Sem uma definição sobre a permanência da área e com a chegada da pandemia, o processo ficou paralisado, assim como os planos de ter energia elétrica e, consequentemente, água à vontade para as plantações, que, naquela região são, em sua maioria, de hortaliças.
 
“Então decidimos fazer por conta própria, porque, se essas famílias vão ficar ali, precisam ter dignidade para trabalhar e viver, e energia e água são o básico para isso. E, quando estávamos trabalhando, aconteceu tudo isso”, declarou a coordenadora da Fetraf.
 
Outro lado
Na nota enviada à reportagem, a Vale afirma que a equipe de segurança “foi recebida a tiros de arma de fogo por um grupo de aproximadamente 40 pessoas que ocupam irregularmente área de propriedade da empresa denominada Fazenda Lagoa”. A empresa informa ter registrado boletim de ocorrência nesta segunda (22).
 
Segundo a Vale, a equipe de segurança foi acionada para paralisar a instalação de postes para ligação clandestina de energia elétrica.
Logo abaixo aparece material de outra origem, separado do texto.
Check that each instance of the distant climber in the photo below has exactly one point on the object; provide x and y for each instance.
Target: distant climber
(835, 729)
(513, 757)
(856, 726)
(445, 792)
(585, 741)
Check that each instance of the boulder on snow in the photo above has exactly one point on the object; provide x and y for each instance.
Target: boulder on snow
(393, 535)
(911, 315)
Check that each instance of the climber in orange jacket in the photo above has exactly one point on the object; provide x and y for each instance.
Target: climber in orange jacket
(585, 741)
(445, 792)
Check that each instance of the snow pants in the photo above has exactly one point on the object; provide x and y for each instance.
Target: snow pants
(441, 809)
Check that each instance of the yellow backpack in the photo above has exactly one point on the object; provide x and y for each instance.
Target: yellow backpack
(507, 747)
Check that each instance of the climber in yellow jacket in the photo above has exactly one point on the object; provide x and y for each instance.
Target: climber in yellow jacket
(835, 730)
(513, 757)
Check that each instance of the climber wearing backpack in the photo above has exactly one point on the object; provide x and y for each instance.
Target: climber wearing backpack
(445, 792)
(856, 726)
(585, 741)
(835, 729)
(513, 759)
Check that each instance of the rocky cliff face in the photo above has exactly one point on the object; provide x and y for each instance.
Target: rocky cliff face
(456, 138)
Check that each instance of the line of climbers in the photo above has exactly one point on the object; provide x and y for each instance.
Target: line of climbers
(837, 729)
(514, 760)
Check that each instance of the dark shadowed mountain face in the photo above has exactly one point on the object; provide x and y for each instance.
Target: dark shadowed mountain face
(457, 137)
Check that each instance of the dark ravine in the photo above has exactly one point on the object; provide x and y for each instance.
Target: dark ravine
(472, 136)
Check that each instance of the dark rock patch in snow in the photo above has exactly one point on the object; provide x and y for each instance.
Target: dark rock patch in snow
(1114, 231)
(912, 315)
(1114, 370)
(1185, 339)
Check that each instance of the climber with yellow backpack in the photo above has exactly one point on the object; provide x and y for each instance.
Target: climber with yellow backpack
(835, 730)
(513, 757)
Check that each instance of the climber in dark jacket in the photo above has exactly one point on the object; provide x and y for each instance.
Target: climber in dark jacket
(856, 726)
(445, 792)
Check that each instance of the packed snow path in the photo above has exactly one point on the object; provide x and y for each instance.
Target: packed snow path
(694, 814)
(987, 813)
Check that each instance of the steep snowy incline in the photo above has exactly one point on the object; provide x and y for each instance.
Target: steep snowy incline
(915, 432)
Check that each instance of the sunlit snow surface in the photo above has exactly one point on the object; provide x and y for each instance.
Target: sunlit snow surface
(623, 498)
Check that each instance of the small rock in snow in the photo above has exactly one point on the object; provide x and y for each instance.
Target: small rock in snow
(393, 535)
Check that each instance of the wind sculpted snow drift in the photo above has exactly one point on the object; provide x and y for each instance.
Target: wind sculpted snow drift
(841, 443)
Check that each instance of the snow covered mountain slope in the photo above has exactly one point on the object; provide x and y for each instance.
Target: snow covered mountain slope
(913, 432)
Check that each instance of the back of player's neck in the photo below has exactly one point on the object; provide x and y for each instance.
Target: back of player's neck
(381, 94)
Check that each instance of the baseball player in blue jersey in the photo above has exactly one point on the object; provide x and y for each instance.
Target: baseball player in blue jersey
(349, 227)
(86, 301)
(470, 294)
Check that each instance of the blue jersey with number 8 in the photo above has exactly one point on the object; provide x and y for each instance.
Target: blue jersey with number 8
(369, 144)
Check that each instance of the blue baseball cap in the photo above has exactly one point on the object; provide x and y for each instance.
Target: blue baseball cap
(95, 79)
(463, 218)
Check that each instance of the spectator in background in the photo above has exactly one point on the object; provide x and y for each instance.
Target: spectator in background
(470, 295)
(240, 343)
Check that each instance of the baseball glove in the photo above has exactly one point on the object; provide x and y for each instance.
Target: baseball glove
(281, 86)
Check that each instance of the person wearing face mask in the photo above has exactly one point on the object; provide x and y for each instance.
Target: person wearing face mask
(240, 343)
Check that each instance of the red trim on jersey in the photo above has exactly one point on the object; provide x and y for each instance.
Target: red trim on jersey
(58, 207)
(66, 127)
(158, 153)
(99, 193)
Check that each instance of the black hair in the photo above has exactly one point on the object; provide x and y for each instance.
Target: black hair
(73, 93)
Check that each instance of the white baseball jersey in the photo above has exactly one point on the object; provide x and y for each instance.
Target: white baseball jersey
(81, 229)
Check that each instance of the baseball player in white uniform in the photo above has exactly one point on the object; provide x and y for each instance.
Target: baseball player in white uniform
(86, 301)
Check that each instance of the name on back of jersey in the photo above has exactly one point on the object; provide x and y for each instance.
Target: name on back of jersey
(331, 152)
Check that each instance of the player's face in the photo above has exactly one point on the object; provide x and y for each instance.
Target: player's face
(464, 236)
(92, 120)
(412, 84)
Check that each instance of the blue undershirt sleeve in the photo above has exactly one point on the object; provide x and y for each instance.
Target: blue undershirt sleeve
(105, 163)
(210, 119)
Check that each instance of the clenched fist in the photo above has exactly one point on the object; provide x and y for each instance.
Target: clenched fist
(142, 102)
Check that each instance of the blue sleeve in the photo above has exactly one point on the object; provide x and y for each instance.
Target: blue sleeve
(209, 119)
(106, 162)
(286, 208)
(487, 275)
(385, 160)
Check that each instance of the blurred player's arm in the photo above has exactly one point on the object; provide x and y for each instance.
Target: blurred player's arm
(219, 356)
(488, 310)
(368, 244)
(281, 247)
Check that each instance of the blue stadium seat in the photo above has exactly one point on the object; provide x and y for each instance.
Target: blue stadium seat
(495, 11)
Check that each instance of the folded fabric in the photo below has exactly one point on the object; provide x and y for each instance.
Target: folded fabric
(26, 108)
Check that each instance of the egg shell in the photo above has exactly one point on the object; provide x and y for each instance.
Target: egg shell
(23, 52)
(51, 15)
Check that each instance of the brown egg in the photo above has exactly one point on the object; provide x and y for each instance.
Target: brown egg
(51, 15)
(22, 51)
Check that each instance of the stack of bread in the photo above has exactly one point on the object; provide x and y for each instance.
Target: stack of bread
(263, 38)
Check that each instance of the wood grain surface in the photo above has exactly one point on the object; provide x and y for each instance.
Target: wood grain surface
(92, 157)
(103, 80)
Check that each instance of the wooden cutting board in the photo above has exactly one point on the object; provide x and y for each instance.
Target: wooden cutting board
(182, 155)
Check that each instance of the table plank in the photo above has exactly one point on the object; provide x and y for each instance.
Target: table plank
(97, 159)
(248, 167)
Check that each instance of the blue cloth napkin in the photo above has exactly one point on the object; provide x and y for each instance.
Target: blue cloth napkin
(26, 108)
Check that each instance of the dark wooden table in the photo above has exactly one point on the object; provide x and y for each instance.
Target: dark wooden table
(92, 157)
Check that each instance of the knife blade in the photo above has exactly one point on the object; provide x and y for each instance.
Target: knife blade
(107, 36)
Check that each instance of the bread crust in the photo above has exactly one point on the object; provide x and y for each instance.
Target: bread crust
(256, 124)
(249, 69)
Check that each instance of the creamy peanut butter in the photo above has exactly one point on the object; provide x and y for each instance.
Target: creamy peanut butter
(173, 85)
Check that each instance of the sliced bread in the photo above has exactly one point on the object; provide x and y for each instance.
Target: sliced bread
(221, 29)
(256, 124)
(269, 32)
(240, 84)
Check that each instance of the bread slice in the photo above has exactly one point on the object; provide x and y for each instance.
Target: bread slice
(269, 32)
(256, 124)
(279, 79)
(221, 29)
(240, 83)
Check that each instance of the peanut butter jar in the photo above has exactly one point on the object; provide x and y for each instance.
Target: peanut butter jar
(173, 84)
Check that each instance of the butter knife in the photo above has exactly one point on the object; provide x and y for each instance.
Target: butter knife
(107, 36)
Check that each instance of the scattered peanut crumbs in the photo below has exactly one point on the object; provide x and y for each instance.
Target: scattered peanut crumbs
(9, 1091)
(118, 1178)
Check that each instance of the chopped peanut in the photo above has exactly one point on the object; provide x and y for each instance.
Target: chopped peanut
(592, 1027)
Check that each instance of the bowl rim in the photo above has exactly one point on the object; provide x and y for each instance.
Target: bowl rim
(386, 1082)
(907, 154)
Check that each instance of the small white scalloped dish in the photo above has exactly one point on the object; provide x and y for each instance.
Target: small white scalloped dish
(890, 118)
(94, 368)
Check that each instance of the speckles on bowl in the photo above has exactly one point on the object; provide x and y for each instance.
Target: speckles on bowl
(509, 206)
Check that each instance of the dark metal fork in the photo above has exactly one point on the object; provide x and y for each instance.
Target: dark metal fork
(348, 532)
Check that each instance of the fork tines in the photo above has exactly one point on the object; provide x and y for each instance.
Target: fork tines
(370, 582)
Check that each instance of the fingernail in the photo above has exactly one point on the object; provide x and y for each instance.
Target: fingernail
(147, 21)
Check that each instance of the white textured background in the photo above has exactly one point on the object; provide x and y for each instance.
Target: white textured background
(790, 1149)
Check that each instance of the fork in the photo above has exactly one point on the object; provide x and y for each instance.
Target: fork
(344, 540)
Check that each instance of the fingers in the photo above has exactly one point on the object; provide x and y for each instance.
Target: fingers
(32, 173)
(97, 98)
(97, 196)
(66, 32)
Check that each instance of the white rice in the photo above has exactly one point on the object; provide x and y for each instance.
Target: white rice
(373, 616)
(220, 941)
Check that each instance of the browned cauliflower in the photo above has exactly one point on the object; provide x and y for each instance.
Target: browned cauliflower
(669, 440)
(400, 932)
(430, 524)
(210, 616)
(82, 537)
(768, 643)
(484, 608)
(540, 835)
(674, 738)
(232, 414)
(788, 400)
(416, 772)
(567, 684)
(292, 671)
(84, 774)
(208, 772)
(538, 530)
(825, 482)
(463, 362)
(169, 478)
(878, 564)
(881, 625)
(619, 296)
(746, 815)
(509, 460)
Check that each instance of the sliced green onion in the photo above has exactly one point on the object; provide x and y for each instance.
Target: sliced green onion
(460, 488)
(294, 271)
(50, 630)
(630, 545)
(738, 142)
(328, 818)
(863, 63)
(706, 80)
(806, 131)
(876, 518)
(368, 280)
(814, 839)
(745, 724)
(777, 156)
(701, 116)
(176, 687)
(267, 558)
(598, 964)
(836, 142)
Ainda de acordo com a nota enviada à imprensa, após “várias horas de diálogo”, os seguranças iniciaram a “ação de desforço imediato utilizando os meios necessários não letais e em legítima defesa”.
 
A empresa disse ainda que “vem mantendo diálogo” com a comunidade que, segundo a empresa, ocupa área de sua propriedade desde 2015, com processo de reintegração de posse com decisão judicial favorável à Vale, determinando a retirada dos ocupantes.